Parker Millsap: For me, the most rewarding moments are when my band and I are playing with a sort of hive-mind. There’s something magical about sharing music with people close to you, and getting to a point where you can communicate nonverbally. It’s a spiritual reward, I guess.
C&I: You’re gearing up to release your new album, Other Arrangements, on May 4. What do you hope your fans will get out of it?
Millsap: I hope that people listen to it on the way to work, and on the way home, and on the way to the bar. And that when they hear these songs later in their life they re-experience the best things that happened to them while these songs were playing in the background.
C&I: What are some memorable stories along the way of getting your album from concept to actual release?
Millsap: We played a lot of Golden Tee Golf. We drank a lot of sour beers. I completely rewrote the lyrics to at least half the songs multiple times. I wrote the title track first of this batch of songs and knew that it would be the title track as soon as I thought of the title.
C&I: Is there a song you’re most proud of in your career?
Millsap: No way! That would be like being more proud of one of your babies than another — though you may think it, it shouldn’t be said publicly.
C&I: Since the release of your 2012 indie album, Palisade, which I hear you sold from the back of your van, how has your music evolved?
Millsap: Well, in a lot of ways, it’s the same. I’ve been playing with my bassist, Mike Rose, for about 11 years now, and my fiddle player, Daniel Foulks, for about six. Also, I still write songs in kind of the same way: sit down, play, sing, and yell till you catch a little something. The main ways it has changed are sonically. Mike went from upright to electric bass, we added drums, I started playing more electric guitar, [and] Dan plugged his fiddle into an old tube amp. I don’t know if that’s evolving, but it’s a lot of fun.
C&I: Without giving too much away, what musical direction are you heading toward in the future? Are there any styles or sounds you would like to experiment with?
Millsap: I’ve been playing with drum machines and loop pedals quite a bit lately. Some of the songs on this record were written with drum machines (“Other Arrangements,” “Let a Little Light In”) but then transferred to my full band. I truly believe that drum machines do have souls and that it offends them when you say they don’t.
C&I: What can we expect in terms of touring?
Millsap: Lots of it. All over. Check out [the schedule] and come see me.
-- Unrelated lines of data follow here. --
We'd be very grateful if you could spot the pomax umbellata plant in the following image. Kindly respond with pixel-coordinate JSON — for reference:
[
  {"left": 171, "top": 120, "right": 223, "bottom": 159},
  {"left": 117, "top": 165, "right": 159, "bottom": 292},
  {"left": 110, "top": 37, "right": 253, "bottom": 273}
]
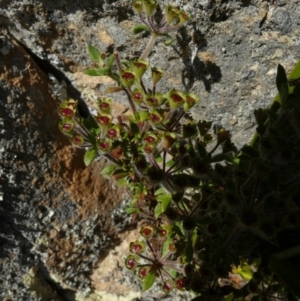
[{"left": 58, "top": 0, "right": 300, "bottom": 301}]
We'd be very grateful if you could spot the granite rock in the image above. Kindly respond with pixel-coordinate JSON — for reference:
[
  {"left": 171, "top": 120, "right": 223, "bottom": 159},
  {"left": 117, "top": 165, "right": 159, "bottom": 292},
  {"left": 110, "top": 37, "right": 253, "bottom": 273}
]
[{"left": 0, "top": 0, "right": 300, "bottom": 301}]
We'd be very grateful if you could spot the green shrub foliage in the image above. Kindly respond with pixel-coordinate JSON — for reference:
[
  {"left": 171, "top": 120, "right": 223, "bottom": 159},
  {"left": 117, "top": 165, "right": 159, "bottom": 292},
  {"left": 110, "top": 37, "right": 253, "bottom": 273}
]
[{"left": 58, "top": 0, "right": 300, "bottom": 301}]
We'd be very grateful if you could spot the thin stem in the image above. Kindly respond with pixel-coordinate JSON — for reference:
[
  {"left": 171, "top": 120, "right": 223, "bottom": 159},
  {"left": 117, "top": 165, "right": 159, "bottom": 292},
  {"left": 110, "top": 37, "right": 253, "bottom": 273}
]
[
  {"left": 250, "top": 180, "right": 260, "bottom": 206},
  {"left": 140, "top": 79, "right": 147, "bottom": 94},
  {"left": 209, "top": 143, "right": 221, "bottom": 155},
  {"left": 140, "top": 32, "right": 157, "bottom": 59},
  {"left": 145, "top": 239, "right": 157, "bottom": 261},
  {"left": 152, "top": 83, "right": 156, "bottom": 95},
  {"left": 163, "top": 149, "right": 167, "bottom": 172},
  {"left": 170, "top": 111, "right": 184, "bottom": 132},
  {"left": 114, "top": 51, "right": 136, "bottom": 114},
  {"left": 74, "top": 118, "right": 90, "bottom": 139},
  {"left": 148, "top": 154, "right": 160, "bottom": 169}
]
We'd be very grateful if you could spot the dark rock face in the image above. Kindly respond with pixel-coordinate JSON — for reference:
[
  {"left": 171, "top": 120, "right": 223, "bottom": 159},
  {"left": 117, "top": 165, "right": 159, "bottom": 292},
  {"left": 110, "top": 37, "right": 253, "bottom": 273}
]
[{"left": 0, "top": 0, "right": 300, "bottom": 300}]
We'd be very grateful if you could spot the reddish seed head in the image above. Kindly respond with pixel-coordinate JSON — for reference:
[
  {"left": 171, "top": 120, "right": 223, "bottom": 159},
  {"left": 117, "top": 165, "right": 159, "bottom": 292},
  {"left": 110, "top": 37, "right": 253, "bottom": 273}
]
[
  {"left": 150, "top": 114, "right": 160, "bottom": 122},
  {"left": 100, "top": 102, "right": 109, "bottom": 109},
  {"left": 186, "top": 96, "right": 195, "bottom": 103},
  {"left": 171, "top": 94, "right": 183, "bottom": 102},
  {"left": 73, "top": 136, "right": 83, "bottom": 145},
  {"left": 145, "top": 136, "right": 155, "bottom": 143},
  {"left": 159, "top": 229, "right": 167, "bottom": 236},
  {"left": 144, "top": 145, "right": 153, "bottom": 154},
  {"left": 133, "top": 92, "right": 142, "bottom": 100},
  {"left": 62, "top": 123, "right": 73, "bottom": 132},
  {"left": 147, "top": 97, "right": 157, "bottom": 105},
  {"left": 134, "top": 62, "right": 147, "bottom": 68},
  {"left": 98, "top": 116, "right": 110, "bottom": 124},
  {"left": 176, "top": 277, "right": 184, "bottom": 290},
  {"left": 107, "top": 129, "right": 118, "bottom": 138},
  {"left": 125, "top": 256, "right": 138, "bottom": 270},
  {"left": 163, "top": 281, "right": 173, "bottom": 293},
  {"left": 60, "top": 108, "right": 74, "bottom": 117},
  {"left": 122, "top": 72, "right": 134, "bottom": 80},
  {"left": 130, "top": 241, "right": 144, "bottom": 254},
  {"left": 99, "top": 142, "right": 110, "bottom": 149},
  {"left": 139, "top": 268, "right": 148, "bottom": 278},
  {"left": 140, "top": 226, "right": 153, "bottom": 238}
]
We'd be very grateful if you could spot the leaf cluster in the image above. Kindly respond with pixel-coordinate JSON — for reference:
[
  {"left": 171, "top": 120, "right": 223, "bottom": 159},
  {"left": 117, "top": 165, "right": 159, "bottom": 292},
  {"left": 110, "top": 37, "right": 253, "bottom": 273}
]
[{"left": 58, "top": 0, "right": 300, "bottom": 301}]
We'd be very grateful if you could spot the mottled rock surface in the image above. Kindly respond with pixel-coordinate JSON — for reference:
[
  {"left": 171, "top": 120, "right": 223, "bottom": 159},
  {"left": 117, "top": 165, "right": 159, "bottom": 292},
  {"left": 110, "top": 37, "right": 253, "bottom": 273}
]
[{"left": 0, "top": 0, "right": 300, "bottom": 301}]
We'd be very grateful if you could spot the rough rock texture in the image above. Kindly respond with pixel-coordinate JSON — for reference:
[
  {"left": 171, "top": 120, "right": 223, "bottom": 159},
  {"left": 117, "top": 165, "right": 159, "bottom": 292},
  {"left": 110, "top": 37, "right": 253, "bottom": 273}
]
[{"left": 0, "top": 0, "right": 300, "bottom": 301}]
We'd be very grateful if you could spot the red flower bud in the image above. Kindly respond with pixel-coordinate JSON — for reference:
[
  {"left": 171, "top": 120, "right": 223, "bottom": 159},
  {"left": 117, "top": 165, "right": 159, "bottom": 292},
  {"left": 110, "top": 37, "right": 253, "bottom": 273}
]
[{"left": 125, "top": 255, "right": 138, "bottom": 270}]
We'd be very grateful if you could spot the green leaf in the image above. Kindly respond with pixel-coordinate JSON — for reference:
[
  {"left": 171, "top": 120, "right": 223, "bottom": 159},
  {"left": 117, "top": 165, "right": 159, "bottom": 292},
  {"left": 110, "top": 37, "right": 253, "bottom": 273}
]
[
  {"left": 162, "top": 34, "right": 173, "bottom": 46},
  {"left": 139, "top": 111, "right": 149, "bottom": 121},
  {"left": 142, "top": 270, "right": 156, "bottom": 292},
  {"left": 83, "top": 148, "right": 98, "bottom": 166},
  {"left": 156, "top": 194, "right": 172, "bottom": 213},
  {"left": 88, "top": 45, "right": 102, "bottom": 62},
  {"left": 131, "top": 24, "right": 149, "bottom": 35},
  {"left": 84, "top": 68, "right": 110, "bottom": 76},
  {"left": 101, "top": 164, "right": 117, "bottom": 179}
]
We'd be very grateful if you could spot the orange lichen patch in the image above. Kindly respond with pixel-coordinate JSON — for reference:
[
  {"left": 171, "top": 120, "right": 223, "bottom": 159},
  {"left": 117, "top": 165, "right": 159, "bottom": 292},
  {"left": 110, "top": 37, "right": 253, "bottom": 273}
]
[{"left": 53, "top": 145, "right": 124, "bottom": 220}]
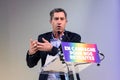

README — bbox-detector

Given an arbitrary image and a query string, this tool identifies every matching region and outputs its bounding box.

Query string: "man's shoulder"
[65,31,80,36]
[39,32,52,36]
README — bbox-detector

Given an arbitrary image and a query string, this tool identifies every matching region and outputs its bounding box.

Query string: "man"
[26,8,81,80]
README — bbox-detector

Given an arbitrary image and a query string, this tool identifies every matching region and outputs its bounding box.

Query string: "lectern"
[42,42,100,80]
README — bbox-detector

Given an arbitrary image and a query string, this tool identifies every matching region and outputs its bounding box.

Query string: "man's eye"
[54,18,59,20]
[60,18,64,20]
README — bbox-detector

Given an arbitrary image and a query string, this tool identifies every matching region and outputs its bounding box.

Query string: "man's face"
[50,12,67,33]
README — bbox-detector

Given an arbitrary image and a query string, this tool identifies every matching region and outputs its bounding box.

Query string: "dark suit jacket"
[26,31,81,80]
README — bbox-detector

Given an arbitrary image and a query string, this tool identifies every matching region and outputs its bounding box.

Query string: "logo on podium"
[61,42,100,63]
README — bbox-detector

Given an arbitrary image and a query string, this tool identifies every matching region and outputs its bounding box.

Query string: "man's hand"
[28,39,38,55]
[37,38,53,51]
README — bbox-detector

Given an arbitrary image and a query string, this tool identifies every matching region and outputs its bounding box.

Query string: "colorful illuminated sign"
[61,42,100,63]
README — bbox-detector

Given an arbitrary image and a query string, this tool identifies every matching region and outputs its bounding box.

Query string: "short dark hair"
[50,8,67,20]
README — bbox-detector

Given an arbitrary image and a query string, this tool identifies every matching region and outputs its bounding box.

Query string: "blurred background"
[0,0,120,80]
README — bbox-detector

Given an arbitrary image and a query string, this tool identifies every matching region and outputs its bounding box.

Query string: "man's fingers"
[42,38,48,43]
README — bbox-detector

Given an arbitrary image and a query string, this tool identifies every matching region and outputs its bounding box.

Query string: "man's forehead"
[53,12,65,17]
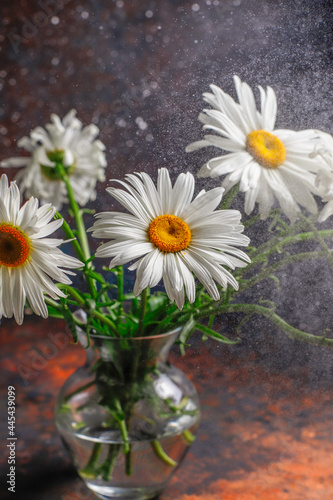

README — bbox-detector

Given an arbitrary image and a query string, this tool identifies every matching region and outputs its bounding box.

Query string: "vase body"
[56,330,200,500]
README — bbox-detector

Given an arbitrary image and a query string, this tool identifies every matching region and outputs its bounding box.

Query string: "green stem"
[240,229,333,276]
[192,303,333,347]
[234,250,332,295]
[151,439,177,467]
[98,444,120,481]
[117,266,124,320]
[301,214,333,269]
[54,212,85,263]
[125,445,133,476]
[56,163,97,297]
[138,287,148,337]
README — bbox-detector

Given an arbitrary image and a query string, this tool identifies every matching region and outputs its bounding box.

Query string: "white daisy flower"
[0,175,82,325]
[91,168,250,309]
[1,110,106,210]
[186,76,320,221]
[310,132,333,222]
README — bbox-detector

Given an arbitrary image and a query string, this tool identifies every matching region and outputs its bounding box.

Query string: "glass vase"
[56,329,200,500]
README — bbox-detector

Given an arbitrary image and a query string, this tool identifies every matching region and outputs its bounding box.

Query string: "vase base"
[85,481,166,500]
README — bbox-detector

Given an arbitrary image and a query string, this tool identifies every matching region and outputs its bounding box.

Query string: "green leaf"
[195,323,239,344]
[178,315,196,356]
[62,306,77,344]
[85,269,105,285]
C&I: You started playing guitar at age 9. What’s your favorite guitar? Any specific brand you are loyal to? What about equipment?
Millsap: Lately my favorite guitar is a 1960s Julio Giulietti archtop that I found at a pawn shop in Charleston, South Carolina, and my favorite amp is a ’70s Fender Champ Silverface. The only brand I’m loyal to is D’Addario strings, because they rule.
C&I: What’s something that fans might not know about you?
Millsap: I have finished first place on every level and every speed of Mario Kart 64 and I will challenge you to a race.
C&I: You’re a native of Oklahoma. What are some of your favorite places to visit when you go home?
Millsap: The Wichita Mountains are majestic and scrubby — one of the only places I know that fits that description. Norman always feels like a tame party, which is my kind of party. Tulsa is friendly and hip, which is about as rare as something majestic and scrubby.